A polícia prendeu o presidente de uma empresa de processamento de vegetais na província de Saitama, suspeito de violar as leis de imigração ao empregar estrangeiros sem o devido status de residência para trabalhar na fábrica.
Makoto Ishii, de 48 anos, presidente da Vegemeal, foi detido juntamente com um gerente de recursos humanos de 47 anos. A própria empresa, sediada em Fukaya, também foi encaminhada ao Ministério Público.
As autoridades afirmam que os dois homens conspiraram para empregar três indianos na fábrica de vegetais frescos cortados da empresa entre julho do ano passado e outubro deste ano.

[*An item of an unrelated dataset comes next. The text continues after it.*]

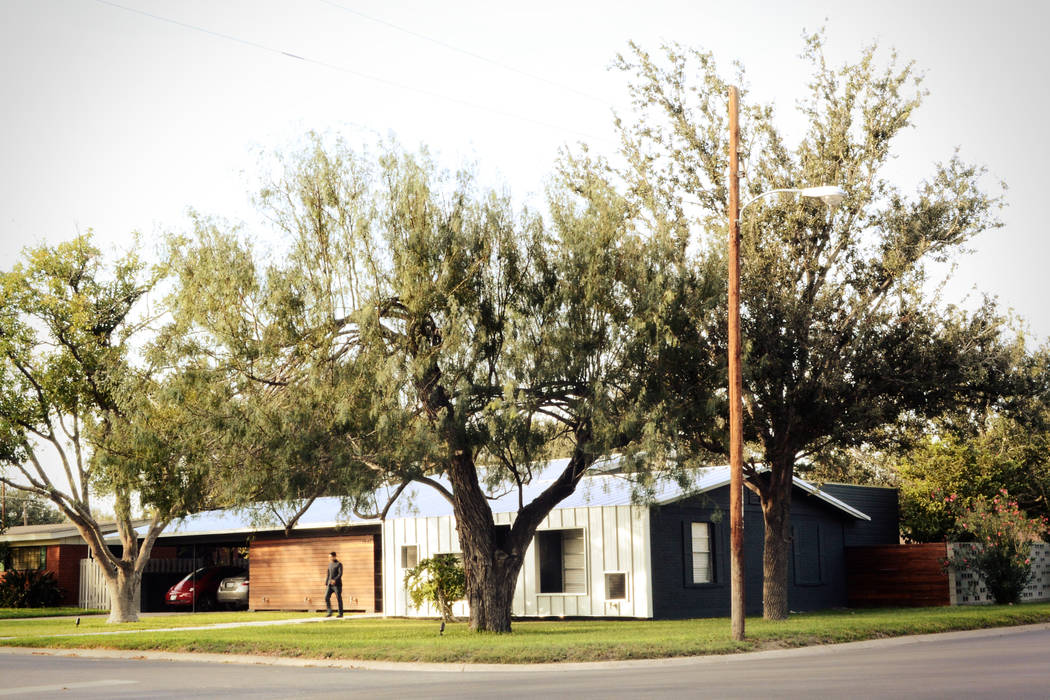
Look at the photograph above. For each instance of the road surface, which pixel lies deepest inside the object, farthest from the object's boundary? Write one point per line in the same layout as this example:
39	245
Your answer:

O seu estatuto de residência destinava-se a ocupações profissionais e especializadas e não permitia o trabalho manual em fábricas.

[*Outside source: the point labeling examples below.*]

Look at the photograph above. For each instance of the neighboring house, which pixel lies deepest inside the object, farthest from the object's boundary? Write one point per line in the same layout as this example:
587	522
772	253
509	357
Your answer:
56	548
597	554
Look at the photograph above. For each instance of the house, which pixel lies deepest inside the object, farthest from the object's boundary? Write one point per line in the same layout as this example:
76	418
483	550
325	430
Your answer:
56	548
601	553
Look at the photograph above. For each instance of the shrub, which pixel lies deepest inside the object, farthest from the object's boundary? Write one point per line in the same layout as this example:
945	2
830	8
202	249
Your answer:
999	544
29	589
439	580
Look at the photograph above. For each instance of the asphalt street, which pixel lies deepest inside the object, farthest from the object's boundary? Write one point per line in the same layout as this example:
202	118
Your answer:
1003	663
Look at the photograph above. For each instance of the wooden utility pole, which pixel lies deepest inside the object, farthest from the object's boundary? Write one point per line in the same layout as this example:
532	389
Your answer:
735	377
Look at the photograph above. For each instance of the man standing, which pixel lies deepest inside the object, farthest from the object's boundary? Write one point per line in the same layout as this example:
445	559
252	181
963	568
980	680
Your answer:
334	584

Os três cidadãos indianos também foram presos por suspeita de terem obtido seus vistos por meio de solicitações fraudulentas em conluio com outro indivíduo.
Ishii negou as acusações, afirmando que havia deixado todos os assuntos de pessoal a cargo de sua equipe. O chefe de recursos humanos reconheceu as alegações, afirmando que a empresa dependia de mão de obra estrangeira disposta a trabalhar por salário mínimo.

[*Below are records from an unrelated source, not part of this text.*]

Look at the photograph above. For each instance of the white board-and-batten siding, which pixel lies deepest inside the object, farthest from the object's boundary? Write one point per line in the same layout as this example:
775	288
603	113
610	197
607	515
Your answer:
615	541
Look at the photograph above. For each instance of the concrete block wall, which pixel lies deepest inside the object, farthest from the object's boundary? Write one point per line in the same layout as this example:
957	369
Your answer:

A fábrica, que processa vegetais para supermercados de Tóquio, funciona 24 horas por dia. Investigadores afirmaram que trabalhadores indianos eram designados para turnos noturnos e de madrugada, quando a escassez de mão de obra era mais aguda.
Dos aproximadamente 460 funcionários da fábrica, 70% são estrangeiros.
Fundada em 2013, a Vegemeal opera duas unidades de produção e registrou receita de 7,3 bilhões de ienes (US$ 47,2 milhões) no ano fiscal que termina em agosto de 2024, segundo uma empresa de pesquisa.
A popularidade das saladas embaladas explodiu no Japão, impulsionada pelo aumento de famílias com dupla renda. Dados do setor mostram que o mercado atingiu 194,9 bilhões de ienes em 2024, aproximadamente o dobro do seu tamanho há uma década.
Como vegetais folhosos como repolho e alface se deterioram rapidamente depois de cortados, o processamento deve ser realizado perto de grandes mercados consumidores, como Tóquio.
As fábricas costumam operar em turnos de 24 horas para atender à demanda, e representantes do setor afirmam receber frequentemente reclamações sobre a escassez de mão de obra.
As misturas de salada embaladas normalmente duram apenas três dias após o processamento, o que torna a produção no exterior inviável devido aos atrasos no transporte, mesmo que os custos sejam menores.